Like its predecessors, it was unquestionably popular with shoppers, as stores were thronged. And why not? Not only did shoppers not have to pay the 4 percent state sales tax, they also were not charged Cobb County’s 2 percent sales tax. The Georgia Retail Association predicted earlier this year that the holiday would generate an additional $476 million in economic activity. The sales had been suspended for several years as the state dug its way out of a budget hole.
But at the risk of looking a gift horse in the mouth, serious questions remain as to whether such holidays help or hurt. And that’s on top of the complaints about the timing of this year’s holiday, which was scheduled after many school systems (including Marietta’s) had already resumed classes.
A new national study by the Washington, D.C.-based Tax Foundation (www.taxfoundation.org) shows that most consumers time their purchases for the sales-tax holidays. In other words, the holidays aren’t really doing much to stimulate sales in the 17 states (including Georgia) that hold them.
Also to be considered are the costs for businesses, which must reconfigure software and add manpower for the sales. Many observers have wondered whether the sales tax revenues lost by the states via such holidays are recouped via impulse buys by shoppers on those weekends for items that are not tax-exempt, such as that new purse or watch or the meal you and your kids grabbed at the mall’s food court.
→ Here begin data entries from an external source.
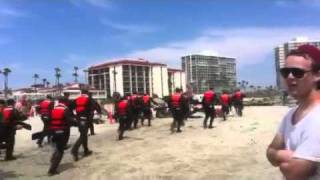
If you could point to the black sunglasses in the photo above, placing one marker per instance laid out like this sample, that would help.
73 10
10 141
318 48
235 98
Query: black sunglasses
296 72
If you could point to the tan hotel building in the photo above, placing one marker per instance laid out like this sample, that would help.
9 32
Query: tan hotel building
281 51
135 75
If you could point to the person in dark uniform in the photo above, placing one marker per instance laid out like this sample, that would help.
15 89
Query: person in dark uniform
44 109
176 106
71 106
224 101
95 107
146 109
83 105
208 102
123 114
59 128
238 101
11 119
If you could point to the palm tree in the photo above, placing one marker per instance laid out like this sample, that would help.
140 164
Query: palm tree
44 80
35 77
5 73
57 75
47 83
75 74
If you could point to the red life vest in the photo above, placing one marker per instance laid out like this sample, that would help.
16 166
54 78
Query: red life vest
44 107
57 121
175 100
224 98
7 113
237 95
1 114
145 99
122 107
81 103
133 97
208 96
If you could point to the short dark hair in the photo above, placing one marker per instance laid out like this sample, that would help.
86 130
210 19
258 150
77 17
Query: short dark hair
10 101
2 101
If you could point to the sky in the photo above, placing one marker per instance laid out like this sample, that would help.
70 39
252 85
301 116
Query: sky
37 36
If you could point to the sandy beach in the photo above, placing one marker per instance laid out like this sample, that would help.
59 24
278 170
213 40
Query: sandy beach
234 149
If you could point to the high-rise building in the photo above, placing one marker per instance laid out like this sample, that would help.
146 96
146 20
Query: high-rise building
132 75
204 71
281 52
176 79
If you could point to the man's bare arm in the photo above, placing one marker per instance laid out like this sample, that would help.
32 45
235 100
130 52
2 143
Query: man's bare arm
296 169
276 153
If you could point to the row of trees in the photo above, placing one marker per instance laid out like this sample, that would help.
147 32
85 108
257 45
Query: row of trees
57 75
6 71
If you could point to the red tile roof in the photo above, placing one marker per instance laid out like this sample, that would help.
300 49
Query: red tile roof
127 62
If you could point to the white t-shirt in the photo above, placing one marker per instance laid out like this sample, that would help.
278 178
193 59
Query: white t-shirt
303 138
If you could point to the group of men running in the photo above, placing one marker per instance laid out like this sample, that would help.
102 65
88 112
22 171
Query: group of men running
130 108
57 117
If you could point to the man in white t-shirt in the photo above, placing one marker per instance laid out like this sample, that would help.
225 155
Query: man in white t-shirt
295 148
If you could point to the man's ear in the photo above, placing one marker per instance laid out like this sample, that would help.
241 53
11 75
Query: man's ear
316 79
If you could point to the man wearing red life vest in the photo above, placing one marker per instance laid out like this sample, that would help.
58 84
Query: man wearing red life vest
224 101
136 105
44 109
2 105
123 115
208 102
146 109
177 105
83 105
238 101
59 128
8 126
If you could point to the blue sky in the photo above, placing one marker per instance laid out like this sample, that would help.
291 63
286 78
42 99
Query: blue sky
38 35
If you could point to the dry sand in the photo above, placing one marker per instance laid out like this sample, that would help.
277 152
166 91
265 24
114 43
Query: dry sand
234 149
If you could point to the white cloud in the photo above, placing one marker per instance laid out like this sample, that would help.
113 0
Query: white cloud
290 3
131 28
250 45
95 3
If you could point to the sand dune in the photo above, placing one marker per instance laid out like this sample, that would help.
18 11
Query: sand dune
234 149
The Tax Foundation study states they are not.
And Georgia is no longer even getting the benefit of non-exempt impulse purchases by shoppers from neighboring states because Alabama, Florida, North Carolina, South Carolina and Tennessee all now have such sales tax holidays. In fact, one of the best arguments that can be made at this point for keeping the Georgia sales-tax holiday is that it keeps such spending in-state, rather than encouraging Georgians who live near our borders to drive across state lines to do their Back-to-School shopping.
There’s also a subtle message in the popularity of such tax holidays that we hope our elected officials will pick up on: That is, people don’t like taxes, and they especially don’t like paying sales taxes. Those officials got a sharp reminder of that in the crushing rejection of the July 31 TSPLOST referendum. And hopefully the crowds in the stores this weekend reinforced the message that the best tax is the lowest possible tax.